Nearly 3 billion people are now being surveilled by their governments and law enforcement. "Governments are using social media to collect and analyze vast amounts of personal data on entire populations," Mike Abramowitz, president of Freedom House said. "Many employ artificial intelligence to identify potential threats and silence opposition. As this monitoring technology has become less expensive, a growing number of law enforcement agencies are using mass surveillance with little oversight or accountability."

The report, which studied 65 countries around the world, found that China is the worst in terms of internet freedom while Iceland is the best. In the U.S., internet freedom fell for the third-consecutive year. Out of the 87% of the world's internet user population studied, the report found only 20% is considered "free."

"Governments and populist movements are using social media to manipulate elections on a grand scale, and governments are using technology to monitor their own citizens on an unprecedented scale," Abramowitz said.

71% of internet users live in countries where individuals have been arrested or imprisoned for posting political, social, or religious issues. 65% live in countries where individuals have been attacked or killed for their online activities since June 2018. 56% live in countries where political, social, or religious content has been blocked.

Removing yourself from social media is certainly the most logical choice if you don't want to be subject to this. However, doing so is very difficult in this day and age. Unfortunately, the these trends are unlikely to reverse course anytime soon as social media companies continue to gain power and become more intertwined with governments.

Leftover Crumbs

  • What will they call it? According to a new EU draft document, the European Central Bank should consider its own public digital currency. The document also urges nations in the EU to have a unified approach to cryptocurrencies, even banning those it deems "too high risk." The document said "The ECB and other EU central banks could usefully explore the opportunities as well as challenges of issuing central bank digital currencies including by considering concrete steps to this effect."
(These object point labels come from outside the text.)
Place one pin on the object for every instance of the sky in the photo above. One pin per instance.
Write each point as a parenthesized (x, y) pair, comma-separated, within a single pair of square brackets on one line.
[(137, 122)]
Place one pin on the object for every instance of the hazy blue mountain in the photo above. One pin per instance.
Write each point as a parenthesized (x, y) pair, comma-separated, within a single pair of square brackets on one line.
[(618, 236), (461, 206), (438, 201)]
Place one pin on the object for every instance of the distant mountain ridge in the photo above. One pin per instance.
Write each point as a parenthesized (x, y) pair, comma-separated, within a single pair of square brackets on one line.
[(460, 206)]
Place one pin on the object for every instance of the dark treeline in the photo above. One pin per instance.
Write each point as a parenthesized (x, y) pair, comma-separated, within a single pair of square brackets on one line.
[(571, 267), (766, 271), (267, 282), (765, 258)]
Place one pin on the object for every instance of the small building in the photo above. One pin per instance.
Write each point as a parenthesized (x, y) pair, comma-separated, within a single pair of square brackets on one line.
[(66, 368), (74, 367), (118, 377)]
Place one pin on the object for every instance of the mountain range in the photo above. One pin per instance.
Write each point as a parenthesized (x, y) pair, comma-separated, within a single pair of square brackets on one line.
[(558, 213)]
  • Thanks but no thanks. India has declined to join the Regional Comprehensive Economic Partnership, which would have formed a trade pact covering roughly one-third of the world's gross domestic product. India's hesitation to join the pact has been one of the roadblocks in the negotiations which have gone on since 2013. The deal would've formed a trade pact between the ten countries in ASEAN as well as their largest trading partners - China, Japan, South Korea, Australia, New Zealand and India. "This reflects both our assessment of the current global situation as well as of the fairness and balance of the agreement," said Vijay Thakur Singh, a diplomat in charge of East Asian relations for India.

  • Another win for corporate America. The Securities and Exchange Commission is set to propose a limit on shareholders' ability to push for changes at corporations on issues such as executive compensation. The SEC will reportedly vote to raise the re-submission thresholds for motions shareholders file on company ballots. The current thresholds have been in place since 1954.

  • Maybe they shouldn't disclose they're investors. Goldman Sachs is the lead investor in a $50 million funding round in Deserve, a startup that offers credit cards to nontraditional consumers. The company, which uses all the buzzwords such as machine learning and data, offers credit cards to people with little credit history and other deficiencies - typically younger people. Deserve's CEO Kalpesh Kapadia said "There’s a need for a modern, mobile-first, digital-first, highly configurable solution that’s completely in the cloud."

  • Would they still have one on every corner? Walgreens Boots Alliance has reportedly explored the possibility of going private, hiring investment bank Evercore Partners to determine if a deal is possible. The company has a market capitalization of about $55 billion with $17 billion in debt. If a deal were to happen, it would reportedly take a few private equity firms to join forces in what would be the biggest leveraged buyout in history. Walgreens declined to comment on the rumor.